Fête de la musique

Au Brésil, « quand les sambas du carnaval deviennent des instruments de résistance à l’extrême droite au pouvoir »

Fête de la musique

par Erika Campelo

Alors que le « pays de la samba » traverse la pire crise de son histoire récente, la chanteuse brésilienne Ana Guanabara sort un album qui réunit quatorze morceaux emblématiques de l’expression de la population afro-brésilienne des quartiers pauvres de Rio de Janeiro. Ana Guanabara y exprime son admiration pour cette culture et les valeurs qu’elle porte, convaincue qu’elle peut être un outil de résistance en ces temps de régression démocratique et de répression populaire. Rencontre en France, à Montreuil, où elle vit depuis plus de vingt ans.

Alors que le « pays de la samba » traverse la pire crise démocratique de son histoire récente, la chanteuse brésilienne Ana Guanabara sort un album qui réunit quatorze sambas-enredos. Ce sont des morceaux composés à l’occasion du carnaval, autour d’une trame narrative (le enredo) développée sur un rythme de samba, et que chaque école choisit pour le défilé du carnaval.

Si les clichés réduisent ce style musical à une allégresse insouciante et débridée, on ignore généralement qu’il plonge ses racines historiques dans l’expression de la population afro-brésilienne des quartiers pauvres de Rio de Janeiro, en quête de dignité et de la reconnaissance de son identité. Aussi, quand le président Jair Bolsonaro dénigre le carnaval « dépravé », c’est une attaque frontale à la diversité sociale et culturelle du peuple brésilien.

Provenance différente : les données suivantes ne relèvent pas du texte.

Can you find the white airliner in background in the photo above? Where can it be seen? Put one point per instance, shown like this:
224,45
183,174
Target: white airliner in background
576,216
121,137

Première interprète féminine à dédier tout un album à ces musiques, Ana Guanabara, qui a grandi à Rio de Janeiro, l’a majoritairement composé de sambas-enredos des années 1970, en plein âge d’or de cette affirmation culturelle populaire. Et cet hommage est indissociable de la qualité artistique de cette époque, souligne la chanteuse, qui met en exergue la richesse mélodique et poétique d’un genre musical reconnu en premier lieu pour son exubérance percussive.

Avec cet album, Ana Guanabara exprime son admiration pour cette culture et sa reconnaissance pour sa valeur, convaincue qu’aujourd’hui comme lors des décennies passées, elle peut être un outil de résistance en ces temps de régression démocratique et de répression populaire. Rencontre en France, à Montreuil (93), où elle vit depuis plus de vingt ans.

Basta! : La samba nous évoque invariablement le sens de la fête des Brésiliens ainsi qu’une forme d’insouciance. Une simplification ?

Ana Guanabara : Quand je suis arrivée en France, en 1992, j’ai constaté que cette musique était trop souvent réduite à ces images superficielles. Je disais que j’étais chanteuse brésilienne, on me parlait de maracas, confusion classique entre salsa et samba.

Alors j’ai crée un spectacle intitulé « Le samba, cet inconnu » – car le mot est masculin en portugais –, interprétant des morceaux composés exclusivement hors du contexte du carnaval, pour l’occasion, dans l’idée de montrer combien ce genre musical, loin des clichés, avait acquis le statut d’un mode d’expression privilégié, par lequel le peuple brésilien traduit ses aspirations profondes, les joies et les peines de la vie quotidienne mais aussi ses luttes.

Vous dites que cette musique peut aussi être un instrument de résistance. De quelle manière cela se manifeste-t-il ?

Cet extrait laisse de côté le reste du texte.